Nigerian Govt Accused of Hiring Hoodlums to Attack Protesters

The Nigerian government is in an unfamiliar territory as it grapples with the ongoing #EndSARS protests. The protests are unlike anything else the government has confronted. Young Nigerians who make up a bulk of the protests have been victims of the Special Anti-Robbery Squad (SARS) which has been accused of killing, kidnapping and extorting young Nigerian citizens.

On the 14th of October, a week after the protests began hoodlums attacked protestors, and damaged their cars in Abuja, the country's capital and Lagos. The hoodlums who came in a bus normally used to transport members of the public, carried machetes, axes and huge sticks looking for protesters while the member of the Nigerian Police looked on.

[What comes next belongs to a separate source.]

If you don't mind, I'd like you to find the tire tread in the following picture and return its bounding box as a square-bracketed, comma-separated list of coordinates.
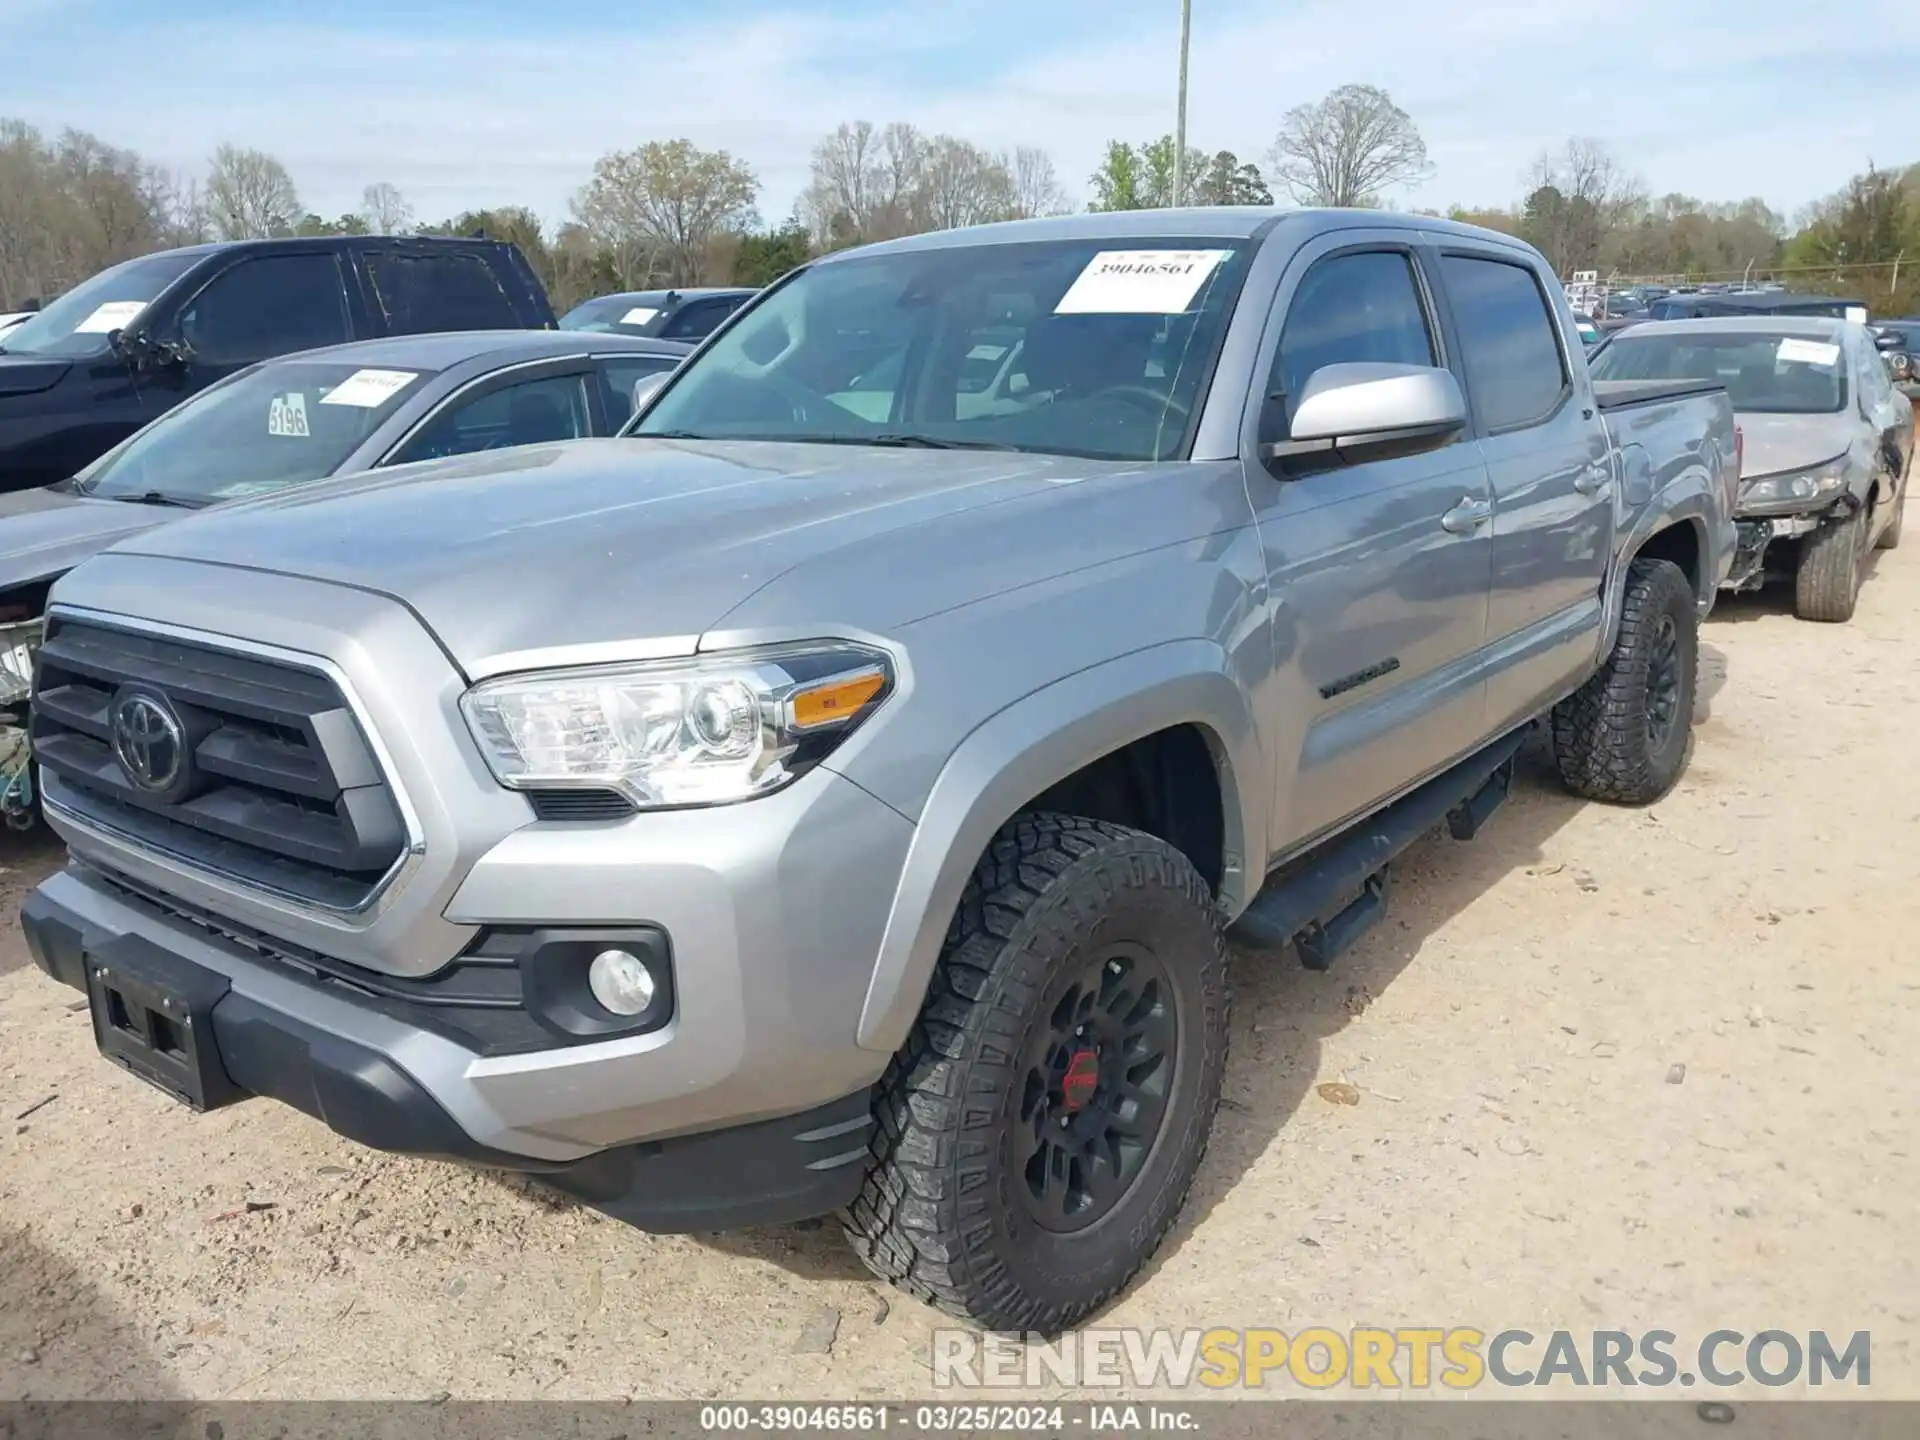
[843, 813, 1229, 1332]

According to an eyewitness report, protesters wanted to push back but the hoodlums were being protected by the police. The hoodlums who attacked the protesters at Alausa, the seat of the Lagos State government, are said to be used by various political landlords in Lagos during elections.

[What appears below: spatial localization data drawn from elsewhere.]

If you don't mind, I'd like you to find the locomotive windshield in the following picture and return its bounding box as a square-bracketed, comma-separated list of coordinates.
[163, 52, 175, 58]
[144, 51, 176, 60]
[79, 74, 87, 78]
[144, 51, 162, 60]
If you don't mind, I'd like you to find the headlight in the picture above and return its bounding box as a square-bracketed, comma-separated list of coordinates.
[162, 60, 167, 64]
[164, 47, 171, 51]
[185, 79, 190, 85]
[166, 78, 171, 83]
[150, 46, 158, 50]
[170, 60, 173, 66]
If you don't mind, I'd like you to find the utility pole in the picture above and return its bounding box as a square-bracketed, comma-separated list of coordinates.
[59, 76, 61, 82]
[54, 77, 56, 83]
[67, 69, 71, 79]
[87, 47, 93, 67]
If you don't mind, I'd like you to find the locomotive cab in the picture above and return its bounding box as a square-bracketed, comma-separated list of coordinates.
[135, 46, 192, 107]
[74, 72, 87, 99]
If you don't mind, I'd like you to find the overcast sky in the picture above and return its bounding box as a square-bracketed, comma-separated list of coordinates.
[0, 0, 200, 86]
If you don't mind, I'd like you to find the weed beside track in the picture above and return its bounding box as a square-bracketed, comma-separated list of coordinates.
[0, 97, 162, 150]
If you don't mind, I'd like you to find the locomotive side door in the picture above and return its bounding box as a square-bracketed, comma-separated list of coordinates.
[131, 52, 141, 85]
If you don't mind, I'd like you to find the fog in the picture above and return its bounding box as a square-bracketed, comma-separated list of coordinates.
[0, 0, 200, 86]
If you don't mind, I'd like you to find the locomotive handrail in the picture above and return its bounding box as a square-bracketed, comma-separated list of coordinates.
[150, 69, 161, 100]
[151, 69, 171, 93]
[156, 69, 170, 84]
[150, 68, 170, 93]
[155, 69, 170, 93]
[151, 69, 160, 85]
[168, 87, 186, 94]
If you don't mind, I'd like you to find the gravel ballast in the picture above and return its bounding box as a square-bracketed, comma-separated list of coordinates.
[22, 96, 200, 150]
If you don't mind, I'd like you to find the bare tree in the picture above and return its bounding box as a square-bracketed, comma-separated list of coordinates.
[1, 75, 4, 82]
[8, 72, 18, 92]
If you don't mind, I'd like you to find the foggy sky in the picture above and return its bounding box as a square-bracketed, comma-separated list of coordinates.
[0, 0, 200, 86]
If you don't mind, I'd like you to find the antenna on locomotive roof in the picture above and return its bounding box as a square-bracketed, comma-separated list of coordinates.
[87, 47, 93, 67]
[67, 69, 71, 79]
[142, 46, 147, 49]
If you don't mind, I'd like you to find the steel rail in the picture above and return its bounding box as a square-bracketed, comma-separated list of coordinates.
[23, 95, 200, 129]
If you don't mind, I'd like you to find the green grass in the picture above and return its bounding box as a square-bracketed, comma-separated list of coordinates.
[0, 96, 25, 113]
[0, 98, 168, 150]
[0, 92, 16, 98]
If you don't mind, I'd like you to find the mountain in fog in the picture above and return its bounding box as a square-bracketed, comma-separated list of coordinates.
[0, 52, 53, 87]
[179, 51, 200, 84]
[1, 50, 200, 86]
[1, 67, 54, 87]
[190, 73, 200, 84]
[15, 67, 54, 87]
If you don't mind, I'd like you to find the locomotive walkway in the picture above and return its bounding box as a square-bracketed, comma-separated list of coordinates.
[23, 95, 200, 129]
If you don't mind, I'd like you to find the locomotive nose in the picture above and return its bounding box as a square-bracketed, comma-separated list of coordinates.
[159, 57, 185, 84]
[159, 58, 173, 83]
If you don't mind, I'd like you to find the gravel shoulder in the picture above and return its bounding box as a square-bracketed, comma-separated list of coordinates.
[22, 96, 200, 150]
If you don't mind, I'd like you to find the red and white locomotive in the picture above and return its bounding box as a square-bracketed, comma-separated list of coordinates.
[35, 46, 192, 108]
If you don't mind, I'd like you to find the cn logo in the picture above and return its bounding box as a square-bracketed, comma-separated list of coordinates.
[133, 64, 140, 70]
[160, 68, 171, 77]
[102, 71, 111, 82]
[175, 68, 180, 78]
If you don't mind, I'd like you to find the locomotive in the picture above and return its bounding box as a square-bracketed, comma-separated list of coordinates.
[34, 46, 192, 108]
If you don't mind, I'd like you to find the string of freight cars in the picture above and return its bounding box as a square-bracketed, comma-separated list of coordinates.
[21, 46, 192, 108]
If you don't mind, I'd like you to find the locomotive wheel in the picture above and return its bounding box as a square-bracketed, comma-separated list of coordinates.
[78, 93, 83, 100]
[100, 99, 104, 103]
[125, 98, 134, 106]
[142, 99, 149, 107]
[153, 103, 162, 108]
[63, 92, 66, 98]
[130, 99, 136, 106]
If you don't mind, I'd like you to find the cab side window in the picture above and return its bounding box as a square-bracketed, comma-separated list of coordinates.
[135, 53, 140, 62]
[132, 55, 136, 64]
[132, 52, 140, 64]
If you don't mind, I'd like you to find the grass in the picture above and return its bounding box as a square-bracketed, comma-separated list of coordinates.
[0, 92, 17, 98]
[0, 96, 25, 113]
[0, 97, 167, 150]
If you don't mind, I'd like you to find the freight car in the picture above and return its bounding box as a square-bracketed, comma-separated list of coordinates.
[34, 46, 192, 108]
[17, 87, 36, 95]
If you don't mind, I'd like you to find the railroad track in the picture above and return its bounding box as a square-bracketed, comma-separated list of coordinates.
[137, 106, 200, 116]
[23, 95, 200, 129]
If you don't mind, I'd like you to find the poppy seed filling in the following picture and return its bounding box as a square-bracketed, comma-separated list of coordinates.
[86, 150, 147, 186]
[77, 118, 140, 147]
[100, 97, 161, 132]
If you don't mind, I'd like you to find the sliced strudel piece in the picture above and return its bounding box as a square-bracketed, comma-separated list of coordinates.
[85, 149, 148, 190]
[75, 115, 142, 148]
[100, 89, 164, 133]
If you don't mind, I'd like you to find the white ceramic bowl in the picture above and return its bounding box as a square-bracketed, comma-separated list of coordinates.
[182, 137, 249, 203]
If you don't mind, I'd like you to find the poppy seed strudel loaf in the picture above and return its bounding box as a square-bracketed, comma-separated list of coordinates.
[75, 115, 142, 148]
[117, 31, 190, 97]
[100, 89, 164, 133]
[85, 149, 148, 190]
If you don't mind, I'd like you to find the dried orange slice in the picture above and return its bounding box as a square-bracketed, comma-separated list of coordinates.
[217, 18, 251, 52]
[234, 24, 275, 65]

As protesters regrouped, they were encouraged to record everything and take pictures. Documenting the protests has been one of the ways Nigerians have been fighting back. The protesters in Abuja who were attacked yesterday (Oct, 14) apprehended some of the hoodlums and handed them over to the police. The protesters then marched on to the National Assembly.

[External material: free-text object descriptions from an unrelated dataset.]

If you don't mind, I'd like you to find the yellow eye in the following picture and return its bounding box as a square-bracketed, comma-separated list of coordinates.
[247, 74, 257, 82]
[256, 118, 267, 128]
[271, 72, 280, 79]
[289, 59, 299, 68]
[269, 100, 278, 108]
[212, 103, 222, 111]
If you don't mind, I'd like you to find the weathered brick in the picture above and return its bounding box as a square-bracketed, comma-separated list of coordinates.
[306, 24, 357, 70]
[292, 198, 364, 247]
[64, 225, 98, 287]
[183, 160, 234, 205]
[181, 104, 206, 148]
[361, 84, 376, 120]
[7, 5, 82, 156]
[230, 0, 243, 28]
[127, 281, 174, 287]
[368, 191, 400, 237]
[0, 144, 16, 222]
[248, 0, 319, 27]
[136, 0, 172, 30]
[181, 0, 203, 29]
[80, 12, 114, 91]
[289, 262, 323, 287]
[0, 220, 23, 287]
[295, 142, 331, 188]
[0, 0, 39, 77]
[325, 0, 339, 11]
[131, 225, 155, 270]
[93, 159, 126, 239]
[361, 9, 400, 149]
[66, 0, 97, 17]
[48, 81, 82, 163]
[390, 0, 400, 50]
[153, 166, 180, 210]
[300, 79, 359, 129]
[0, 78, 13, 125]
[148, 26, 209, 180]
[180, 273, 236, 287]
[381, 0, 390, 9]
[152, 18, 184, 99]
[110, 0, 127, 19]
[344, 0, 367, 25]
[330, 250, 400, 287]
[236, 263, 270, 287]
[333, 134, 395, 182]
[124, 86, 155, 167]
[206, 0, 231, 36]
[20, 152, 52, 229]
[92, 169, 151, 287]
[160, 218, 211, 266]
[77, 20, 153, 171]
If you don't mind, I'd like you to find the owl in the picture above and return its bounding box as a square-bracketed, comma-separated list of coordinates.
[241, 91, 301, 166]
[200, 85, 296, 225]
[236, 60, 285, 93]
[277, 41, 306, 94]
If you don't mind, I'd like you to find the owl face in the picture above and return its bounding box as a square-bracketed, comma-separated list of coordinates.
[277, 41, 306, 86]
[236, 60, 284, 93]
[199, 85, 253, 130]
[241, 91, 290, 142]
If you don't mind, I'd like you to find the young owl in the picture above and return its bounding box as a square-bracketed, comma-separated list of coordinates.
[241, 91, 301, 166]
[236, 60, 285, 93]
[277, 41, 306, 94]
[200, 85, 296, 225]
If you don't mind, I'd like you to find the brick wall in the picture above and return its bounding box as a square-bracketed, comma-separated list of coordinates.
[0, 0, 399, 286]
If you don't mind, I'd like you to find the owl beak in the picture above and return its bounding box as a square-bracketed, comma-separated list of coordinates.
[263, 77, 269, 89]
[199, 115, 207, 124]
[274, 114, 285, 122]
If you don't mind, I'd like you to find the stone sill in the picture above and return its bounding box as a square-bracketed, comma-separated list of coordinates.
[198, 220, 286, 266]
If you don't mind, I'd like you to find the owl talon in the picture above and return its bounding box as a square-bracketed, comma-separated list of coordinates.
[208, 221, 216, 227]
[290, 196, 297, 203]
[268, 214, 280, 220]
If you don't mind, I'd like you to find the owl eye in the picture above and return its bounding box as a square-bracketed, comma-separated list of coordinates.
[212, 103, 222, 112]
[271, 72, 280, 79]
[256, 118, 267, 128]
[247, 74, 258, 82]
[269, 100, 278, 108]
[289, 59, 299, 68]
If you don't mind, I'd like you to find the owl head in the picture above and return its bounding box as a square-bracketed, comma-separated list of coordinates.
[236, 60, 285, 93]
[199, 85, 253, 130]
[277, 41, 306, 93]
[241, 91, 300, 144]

The Nigerian government through the Inspector General of Police announced a change of name from SARS to Special Weapons and Tactics (SWAT) in an effort to calm down protestors. This however wasn't the solution the protestors were looking for. The protesters who have refused to back down continue to organise themselves and provide their own security.

A political commentator Onye Nkuzi wrote on Twitter, "The Nigerian political elite will sacrifice everything, including Nigeria's long-term growth prospects, to keep Nigeria the way it is. This thing is not about "economics", it is about "power". They have little time for "economics", the language they understand is "power"."

As protests continue and the Nigerian government fails to address the issues brought up, more grievances are added to the list of problems Nigerians want an end to, which also includes the jumbo salary of lawmakers.